2) A. Skizzieren Sie Hans Jonas Umgang mit der Theodizeefrage.
B. Vergleichen Sie die Positionen von Olivetti und Jonas
3) Wie soll sich nach Olivetti ein Mensch im Leid verhalten?
4) Formulieren Sie eine für Sie akzeptable Möglichkeit des konstruktiven Umgangs mit der Theodizeefrage und begründen Sie ihre Positionen.
Add 1)
- Olivetti befasst sich mit der Theodizeefrage.
- in dieser Untersuchung der Frage, das Übel im Erfahrungshorizont Gottes zu begründen, geht Olivetti von einem Gott aus, dessen Eigenschaften in Form von Superlativen gekennzeichnet sind. Gott ist ihm zu Folge allmächtig, allwissend und in höchstem Maße gütig.
- Jedoch konstatiert Olivetti, dass es paradox sei, die Attribute Gottes in eine Kohärenz zu setzen um z.B. eines auszuschließen.
- Olivetti betrachtet die Theodizeefrage als schon immer dagewesenes Dilemma, ein sich daraus ergebender Widerspruch, vor dem die Menschen stehen. Entweder Gott möchte das Übel vermeiden und kann es nicht oder er kann es und möchte es nicht.

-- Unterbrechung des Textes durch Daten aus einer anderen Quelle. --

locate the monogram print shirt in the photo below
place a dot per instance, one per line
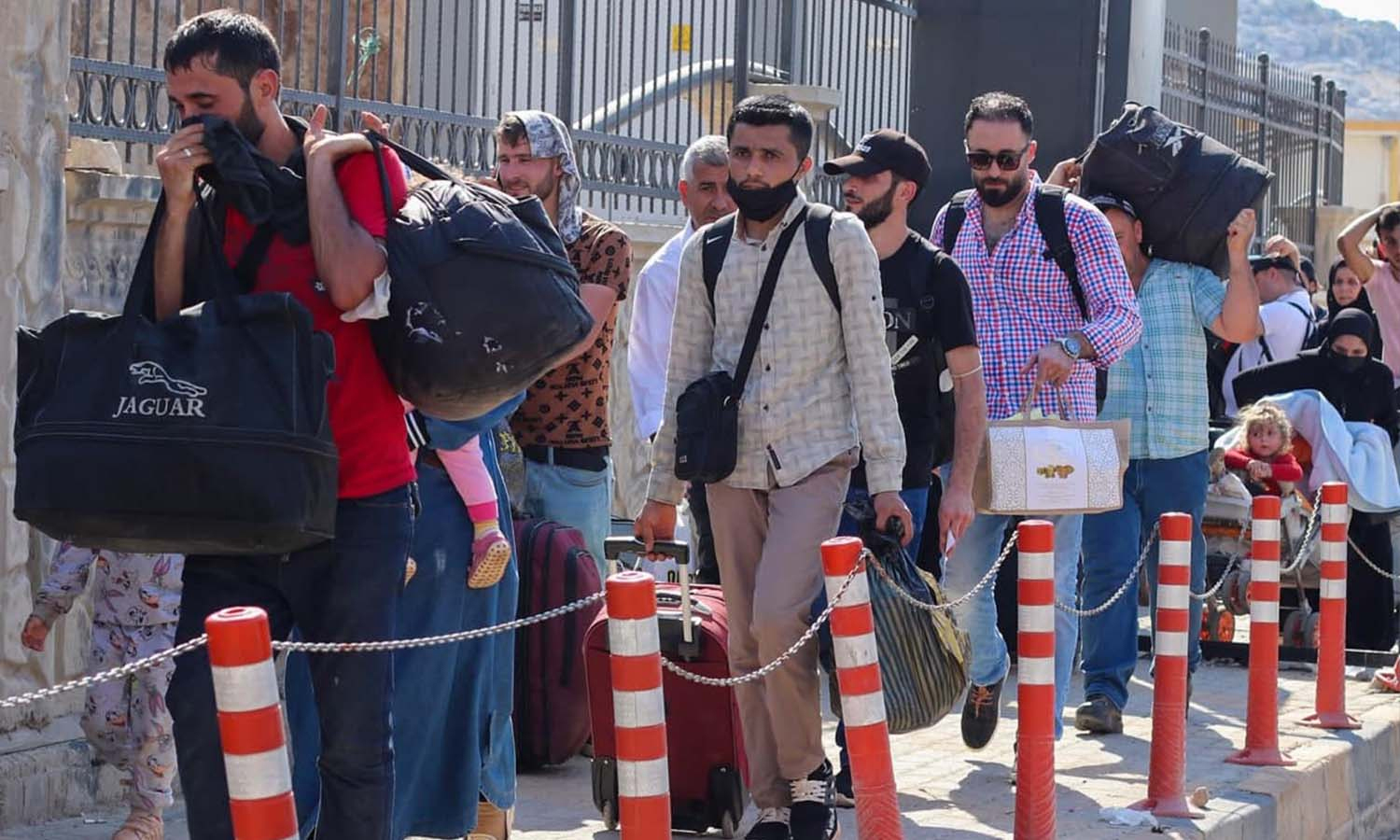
(567, 406)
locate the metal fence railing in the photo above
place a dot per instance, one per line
(1282, 118)
(636, 78)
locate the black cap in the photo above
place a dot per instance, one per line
(1111, 202)
(882, 150)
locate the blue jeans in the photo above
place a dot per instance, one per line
(574, 497)
(972, 556)
(1112, 542)
(342, 590)
(917, 501)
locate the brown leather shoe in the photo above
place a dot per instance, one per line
(142, 825)
(492, 823)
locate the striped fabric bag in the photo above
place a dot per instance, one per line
(923, 657)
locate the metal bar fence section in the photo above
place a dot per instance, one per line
(1287, 119)
(636, 80)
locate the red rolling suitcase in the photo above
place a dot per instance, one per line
(703, 738)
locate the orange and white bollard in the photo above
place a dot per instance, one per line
(862, 693)
(1170, 649)
(1035, 680)
(1262, 722)
(249, 725)
(638, 707)
(1330, 708)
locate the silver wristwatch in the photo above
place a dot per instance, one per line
(1071, 347)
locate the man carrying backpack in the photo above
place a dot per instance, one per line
(792, 308)
(322, 245)
(1159, 386)
(929, 329)
(1284, 314)
(563, 425)
(1052, 302)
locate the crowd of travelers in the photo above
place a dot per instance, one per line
(878, 364)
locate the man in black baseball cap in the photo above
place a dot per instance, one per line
(932, 349)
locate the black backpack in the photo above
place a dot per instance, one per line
(483, 299)
(1053, 230)
(1184, 185)
(1056, 234)
(818, 229)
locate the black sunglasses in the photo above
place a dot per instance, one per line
(1004, 160)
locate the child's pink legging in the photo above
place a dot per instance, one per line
(468, 472)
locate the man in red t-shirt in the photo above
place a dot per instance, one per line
(328, 258)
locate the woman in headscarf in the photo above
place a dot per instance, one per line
(1361, 389)
(454, 748)
(1346, 291)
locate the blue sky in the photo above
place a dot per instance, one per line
(1378, 10)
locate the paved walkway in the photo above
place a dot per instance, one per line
(948, 792)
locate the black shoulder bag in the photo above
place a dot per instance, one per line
(707, 412)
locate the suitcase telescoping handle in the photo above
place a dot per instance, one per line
(616, 546)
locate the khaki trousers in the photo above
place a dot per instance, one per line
(767, 545)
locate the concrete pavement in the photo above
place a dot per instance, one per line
(1344, 784)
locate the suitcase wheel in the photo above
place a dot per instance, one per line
(727, 800)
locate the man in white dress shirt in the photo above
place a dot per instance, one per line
(706, 198)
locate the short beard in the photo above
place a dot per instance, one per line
(248, 123)
(875, 213)
(548, 187)
(1000, 196)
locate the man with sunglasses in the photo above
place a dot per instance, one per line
(1285, 319)
(1035, 328)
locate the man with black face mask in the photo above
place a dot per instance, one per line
(819, 392)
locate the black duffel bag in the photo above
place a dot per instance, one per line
(483, 299)
(1184, 185)
(203, 434)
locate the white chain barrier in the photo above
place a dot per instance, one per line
(311, 647)
(1366, 560)
(1229, 566)
(1309, 534)
(402, 644)
(120, 672)
(1127, 584)
(756, 675)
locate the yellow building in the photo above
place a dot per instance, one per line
(1371, 173)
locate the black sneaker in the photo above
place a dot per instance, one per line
(1099, 716)
(982, 710)
(843, 794)
(773, 825)
(812, 814)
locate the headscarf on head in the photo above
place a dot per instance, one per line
(1351, 322)
(549, 137)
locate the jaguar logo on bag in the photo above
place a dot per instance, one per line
(1047, 467)
(184, 403)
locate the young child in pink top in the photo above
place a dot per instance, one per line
(490, 549)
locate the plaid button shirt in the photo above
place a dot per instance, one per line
(820, 381)
(1022, 301)
(1159, 384)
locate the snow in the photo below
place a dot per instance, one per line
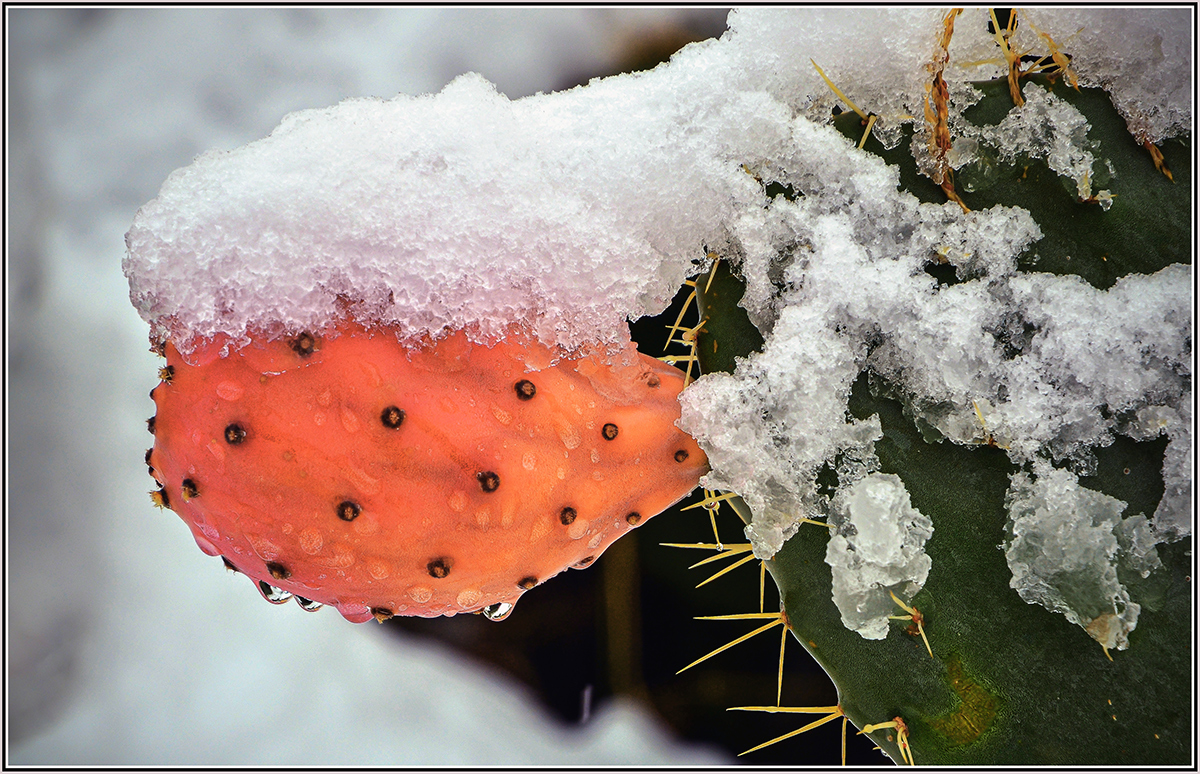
(876, 550)
(1063, 547)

- Gott zu rechtfertigen, was aus diesem Dilemma verbunden mit dem menschlichen Charakteristikum, dem Streben alles zu erforschen und zu begründen, impliziert, bedeute, ihn der Logik zu unterwerfen, sein Handeln rational darzustellen und zu erfassen. Als Beweis hierfür führt Olivetti einen Bezug zu Leibniz und das Erbsündendogma an, worin sich zeigt, dass Gott, indem er dem Menschen die Freiheit gab, einkalkulierte, dass dies zur Sünde führen würde, zur folglichen Bestrafung u.s.w.
- Der mensch kann somit nicht umhinkommen, sich die Theodizeefrage im Erfahrungshorzont Gottes zu stellen. Olivetti sieht dies jedoch als Versuchung an, der der Mensch widerstehen sollte. Das Resultat könnte genauso fatal sein, wie das der Versuchung des Baumes der Erkenntnis oder das der Wissenschaft. ( 20/20 Punkte)
Add 2A)
Jonas definiert den Begriff Allmacht auf zwei verschiedenen Ebenen. Im ontologischen Sinne sei Macht ein Relationsbegriff. Einer Macht, in physikalischem Sinne Kraft, muss eine potentielle Gegenkraft zugeordnet sein, im Hinblick auf Gott besteht diese Korrektiv jedoch nicht. In theologischem Sinne sieht Jonas drei essentielle Eigenschaften Gottes, Güte, Allmacht und Verstehbarkeit, die aber nicht in Beziehung miteinander gebracht werden können. Güte sei unmittelbar mit dem Gottesbegriff verbunden und somit als Eigenschaft Gottes unabdingbar, Verstehbarkeit ist für ihn als Juden ein Dogma im jüdischen Glauben, belegt durch die Offenbarung, in der sich Gott dem Menschen zu verstehen gab. Für Jonas ist der „deus absconditus“ mit dem jüdischen Glauben nicht zu vereinbaren. Als Folge müsse das Übel mit Gottes Güte in Einkalng zu bringen zu sein, Gott könne nicht allmächtig sein. Auschwitz wäre für Gott nach Jonas die beste Gelegenheit gewesen, seine Allmacht unter Beweis zu stellen, doch Gott tat es nicht, weil er nicht konnte. Jonas zu Folge hat Gott sich im Akt der Schöpfung ganz in die werdende Welt hineingegeben, um den Menschen in die Freiheit der schöpfung zu entlassen. Er existiere nur noch als Instanz, die dem Menschen Ziele und Werte propagiert, die diesen durch sein Leben weisen, aber nicht mehr physisch ergreift. ( 20/20 Punkte )
Add 2B)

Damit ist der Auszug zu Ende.